Unique pharmacologic profile
Antipsychotics have been reported to be either neutral antagonists or inverse agonists at the D2 receptor, based on in vitro data.5 Aripiprazole and its main metabolite, dehydroaripiprazole, originally were described as partial agonists at D2 dopamine receptors.6,7 However, it appears aripiprazole’s pharmacologic action is better explained by the concept of functional selectivity.

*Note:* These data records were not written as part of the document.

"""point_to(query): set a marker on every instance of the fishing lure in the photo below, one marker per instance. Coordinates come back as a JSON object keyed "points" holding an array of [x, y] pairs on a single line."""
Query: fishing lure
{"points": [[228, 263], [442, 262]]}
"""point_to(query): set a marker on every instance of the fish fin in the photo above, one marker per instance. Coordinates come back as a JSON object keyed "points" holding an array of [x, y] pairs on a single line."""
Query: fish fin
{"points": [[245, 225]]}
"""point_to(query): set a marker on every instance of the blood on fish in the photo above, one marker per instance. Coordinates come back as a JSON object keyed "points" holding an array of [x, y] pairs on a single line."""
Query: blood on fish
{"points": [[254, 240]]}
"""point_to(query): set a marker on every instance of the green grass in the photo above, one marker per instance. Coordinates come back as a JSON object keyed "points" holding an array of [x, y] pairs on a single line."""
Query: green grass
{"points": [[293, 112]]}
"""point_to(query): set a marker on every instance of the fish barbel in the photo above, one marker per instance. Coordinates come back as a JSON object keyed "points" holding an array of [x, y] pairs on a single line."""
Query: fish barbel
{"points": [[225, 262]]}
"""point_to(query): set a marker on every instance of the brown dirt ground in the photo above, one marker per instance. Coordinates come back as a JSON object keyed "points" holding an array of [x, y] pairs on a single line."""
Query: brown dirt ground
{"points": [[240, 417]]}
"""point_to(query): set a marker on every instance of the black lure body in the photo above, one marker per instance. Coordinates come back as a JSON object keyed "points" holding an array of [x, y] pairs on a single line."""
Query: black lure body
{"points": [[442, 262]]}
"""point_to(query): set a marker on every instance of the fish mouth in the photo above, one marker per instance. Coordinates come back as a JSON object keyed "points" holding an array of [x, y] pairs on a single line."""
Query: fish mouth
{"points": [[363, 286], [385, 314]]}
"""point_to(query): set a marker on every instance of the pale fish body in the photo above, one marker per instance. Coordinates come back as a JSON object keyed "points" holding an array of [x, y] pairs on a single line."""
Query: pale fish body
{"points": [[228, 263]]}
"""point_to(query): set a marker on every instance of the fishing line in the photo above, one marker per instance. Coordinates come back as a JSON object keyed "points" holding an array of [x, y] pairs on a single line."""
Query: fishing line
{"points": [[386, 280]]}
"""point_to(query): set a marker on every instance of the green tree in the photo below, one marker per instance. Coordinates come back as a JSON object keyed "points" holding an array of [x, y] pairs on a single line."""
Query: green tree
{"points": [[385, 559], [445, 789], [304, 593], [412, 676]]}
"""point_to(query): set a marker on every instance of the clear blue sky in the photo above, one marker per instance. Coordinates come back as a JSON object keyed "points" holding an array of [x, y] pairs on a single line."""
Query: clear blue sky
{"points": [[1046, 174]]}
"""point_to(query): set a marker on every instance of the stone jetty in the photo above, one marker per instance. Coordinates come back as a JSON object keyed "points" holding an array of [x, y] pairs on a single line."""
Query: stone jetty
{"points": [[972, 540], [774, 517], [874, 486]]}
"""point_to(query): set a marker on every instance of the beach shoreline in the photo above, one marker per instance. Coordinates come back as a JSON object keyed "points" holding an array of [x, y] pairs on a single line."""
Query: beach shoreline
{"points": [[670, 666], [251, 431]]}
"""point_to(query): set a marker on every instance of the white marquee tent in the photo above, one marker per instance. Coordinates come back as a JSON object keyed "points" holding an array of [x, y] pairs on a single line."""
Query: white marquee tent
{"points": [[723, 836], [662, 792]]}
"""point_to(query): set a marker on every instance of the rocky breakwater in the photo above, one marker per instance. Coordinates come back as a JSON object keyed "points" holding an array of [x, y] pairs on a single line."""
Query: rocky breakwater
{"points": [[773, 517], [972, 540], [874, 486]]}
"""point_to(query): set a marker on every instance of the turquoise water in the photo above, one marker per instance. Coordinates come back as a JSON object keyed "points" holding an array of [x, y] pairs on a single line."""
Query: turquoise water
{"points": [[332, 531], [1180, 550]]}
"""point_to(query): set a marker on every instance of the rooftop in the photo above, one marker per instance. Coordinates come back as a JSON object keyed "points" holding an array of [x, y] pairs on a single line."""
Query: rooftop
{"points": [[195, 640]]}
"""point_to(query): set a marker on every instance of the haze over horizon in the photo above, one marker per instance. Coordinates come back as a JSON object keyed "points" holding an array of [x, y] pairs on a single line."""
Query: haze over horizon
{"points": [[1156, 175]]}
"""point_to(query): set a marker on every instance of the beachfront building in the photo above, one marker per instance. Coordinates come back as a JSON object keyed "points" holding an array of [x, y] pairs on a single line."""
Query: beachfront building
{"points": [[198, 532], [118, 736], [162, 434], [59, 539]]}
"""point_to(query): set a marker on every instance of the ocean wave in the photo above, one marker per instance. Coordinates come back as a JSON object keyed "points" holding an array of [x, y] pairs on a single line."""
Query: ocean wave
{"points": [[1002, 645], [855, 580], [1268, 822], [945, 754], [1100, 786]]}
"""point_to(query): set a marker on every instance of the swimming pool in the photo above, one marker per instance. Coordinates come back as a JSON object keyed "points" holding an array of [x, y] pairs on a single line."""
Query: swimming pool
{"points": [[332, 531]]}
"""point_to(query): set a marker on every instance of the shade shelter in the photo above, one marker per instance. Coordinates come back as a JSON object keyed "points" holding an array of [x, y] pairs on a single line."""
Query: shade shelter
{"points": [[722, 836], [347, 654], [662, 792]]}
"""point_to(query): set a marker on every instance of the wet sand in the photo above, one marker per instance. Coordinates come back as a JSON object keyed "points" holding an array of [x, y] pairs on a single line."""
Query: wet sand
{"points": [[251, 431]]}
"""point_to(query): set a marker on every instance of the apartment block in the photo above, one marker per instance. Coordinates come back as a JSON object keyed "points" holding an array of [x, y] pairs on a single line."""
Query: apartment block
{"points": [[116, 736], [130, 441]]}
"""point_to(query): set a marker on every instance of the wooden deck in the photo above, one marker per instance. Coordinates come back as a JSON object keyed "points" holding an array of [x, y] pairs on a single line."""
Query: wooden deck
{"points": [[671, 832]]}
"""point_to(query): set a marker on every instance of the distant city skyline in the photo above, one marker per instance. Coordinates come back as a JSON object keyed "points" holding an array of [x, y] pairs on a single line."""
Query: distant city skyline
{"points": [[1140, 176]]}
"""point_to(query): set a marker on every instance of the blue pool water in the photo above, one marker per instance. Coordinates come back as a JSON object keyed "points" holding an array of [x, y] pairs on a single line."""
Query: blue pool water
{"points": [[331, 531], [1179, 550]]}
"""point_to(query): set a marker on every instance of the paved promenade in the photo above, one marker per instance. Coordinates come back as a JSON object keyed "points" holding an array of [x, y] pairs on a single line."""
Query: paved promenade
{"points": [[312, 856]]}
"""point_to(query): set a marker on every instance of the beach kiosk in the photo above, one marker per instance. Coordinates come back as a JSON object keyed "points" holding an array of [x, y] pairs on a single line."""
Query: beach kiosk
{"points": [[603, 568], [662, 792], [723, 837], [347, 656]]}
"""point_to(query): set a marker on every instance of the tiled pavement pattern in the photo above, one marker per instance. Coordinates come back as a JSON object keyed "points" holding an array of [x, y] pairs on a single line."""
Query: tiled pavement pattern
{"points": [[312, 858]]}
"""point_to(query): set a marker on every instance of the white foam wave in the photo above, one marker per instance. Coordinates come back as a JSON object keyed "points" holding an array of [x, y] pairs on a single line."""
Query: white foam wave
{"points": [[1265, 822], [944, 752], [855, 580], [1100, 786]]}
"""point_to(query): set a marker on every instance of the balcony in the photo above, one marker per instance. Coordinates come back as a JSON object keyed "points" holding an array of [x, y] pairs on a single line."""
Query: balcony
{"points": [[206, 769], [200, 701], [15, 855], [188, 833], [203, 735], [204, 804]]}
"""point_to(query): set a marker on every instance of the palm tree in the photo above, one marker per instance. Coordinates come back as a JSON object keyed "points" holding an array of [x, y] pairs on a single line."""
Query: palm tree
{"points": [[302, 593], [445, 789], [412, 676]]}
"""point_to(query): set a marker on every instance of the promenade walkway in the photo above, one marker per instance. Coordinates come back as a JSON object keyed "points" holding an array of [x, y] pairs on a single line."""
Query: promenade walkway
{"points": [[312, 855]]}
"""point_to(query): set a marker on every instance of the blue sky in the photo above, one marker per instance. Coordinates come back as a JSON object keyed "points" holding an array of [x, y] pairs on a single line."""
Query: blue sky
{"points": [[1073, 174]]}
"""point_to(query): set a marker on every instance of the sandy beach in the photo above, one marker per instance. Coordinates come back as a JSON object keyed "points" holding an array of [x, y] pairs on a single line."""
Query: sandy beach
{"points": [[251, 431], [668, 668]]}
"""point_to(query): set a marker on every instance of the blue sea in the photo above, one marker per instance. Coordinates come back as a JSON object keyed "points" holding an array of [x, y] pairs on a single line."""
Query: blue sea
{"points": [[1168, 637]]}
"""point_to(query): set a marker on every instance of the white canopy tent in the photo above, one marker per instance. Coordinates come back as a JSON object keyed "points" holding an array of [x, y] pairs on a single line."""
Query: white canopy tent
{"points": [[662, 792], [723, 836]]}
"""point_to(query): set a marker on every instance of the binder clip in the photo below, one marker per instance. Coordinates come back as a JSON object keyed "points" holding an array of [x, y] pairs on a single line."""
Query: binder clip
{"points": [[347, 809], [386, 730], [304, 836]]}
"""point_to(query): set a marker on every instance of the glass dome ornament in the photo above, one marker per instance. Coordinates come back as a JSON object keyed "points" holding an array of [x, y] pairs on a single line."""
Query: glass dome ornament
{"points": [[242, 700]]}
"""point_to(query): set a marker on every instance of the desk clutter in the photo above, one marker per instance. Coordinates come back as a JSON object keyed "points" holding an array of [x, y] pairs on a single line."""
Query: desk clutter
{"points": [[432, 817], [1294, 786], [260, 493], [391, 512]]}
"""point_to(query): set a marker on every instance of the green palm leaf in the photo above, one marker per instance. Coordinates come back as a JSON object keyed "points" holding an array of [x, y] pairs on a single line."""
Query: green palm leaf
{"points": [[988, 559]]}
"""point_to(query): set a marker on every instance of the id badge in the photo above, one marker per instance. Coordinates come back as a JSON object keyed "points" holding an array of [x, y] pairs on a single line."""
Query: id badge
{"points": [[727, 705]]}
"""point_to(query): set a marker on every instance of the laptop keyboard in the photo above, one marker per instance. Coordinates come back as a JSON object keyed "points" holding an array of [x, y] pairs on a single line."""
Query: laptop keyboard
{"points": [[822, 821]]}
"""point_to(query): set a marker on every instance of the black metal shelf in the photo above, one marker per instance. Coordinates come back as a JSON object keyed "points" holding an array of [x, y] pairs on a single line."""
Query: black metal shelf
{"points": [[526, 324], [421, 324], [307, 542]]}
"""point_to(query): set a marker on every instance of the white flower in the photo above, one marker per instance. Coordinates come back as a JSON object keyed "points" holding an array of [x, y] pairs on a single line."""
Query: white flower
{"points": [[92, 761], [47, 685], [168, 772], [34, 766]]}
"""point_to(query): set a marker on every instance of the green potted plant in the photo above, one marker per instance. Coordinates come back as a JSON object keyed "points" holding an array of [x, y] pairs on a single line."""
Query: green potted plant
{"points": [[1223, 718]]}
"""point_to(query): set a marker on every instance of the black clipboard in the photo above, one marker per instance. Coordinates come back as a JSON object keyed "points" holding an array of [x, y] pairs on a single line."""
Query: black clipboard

Aripiprazole may interact preferentially with distinct conformations of the D2 receptor, leading to a spectrum of pharmacologic effects, including acting as a full agonist, partial agonist, or antagonistic.5
Researchers have hypothesized that the pathophysiology of schizophrenia may, in part, be caused by dysfunction of mesocorticolimbic dopaminergic neurons characterized by an enhanced sensitivity of postsynaptic D2 receptors and increased sensitivity to dopaminergic drugs.8,9 In addition, chronic treatment with a D2 receptor antagonist is associated with increases in postsynaptic dopamine receptor density (ie, an increase in receptor reserve).10,11 Upregulation of D2 receptors may explain several features seen in patients chronically treated with antipsychotics, including tardive dyskinesia12 and rapid psychotic relapse after discontinuing an antipsychotic (supersensitivity psychosis).13 Because chronic antipsychotic treatment leads to high postsynaptic receptor reserve, aripiprazole initiation may produce overactivation of D2 receptors, which might worsen a patient’s condition.14 In vitro data15-18 and clinical observations indicate that aripiprazole has intrinsic efficacy at D2 receptors, as do clinical observations, such as:
- its propensity to reduce serum prolactin19
- a decreased likelihood of producing extrapyramidal side effects despite >80% occupancy of D2 receptors6
- case reports documenting aripiprazole-associated mania,20 improvement of risperidone-associated cognitive impairment,21 and pathologic gambling.22
Emergence or worsening of psychotic symptoms or a marginal antipsychotic effect may occur if aripiprazole is indeed a postsynaptic D2 receptor agonist. An individual patient’s outcome likely would depend on his or her sensitivity to psychosis and concurrent or previous exposure to a D2 receptor antagonist. For example, stimulation of postsynaptic D2 receptors may be further augmented if the dosage of the previous antipsychotic was reduced or withdrawn before initiating aripiprazole because additional receptors would be available for interaction with aripiprazole.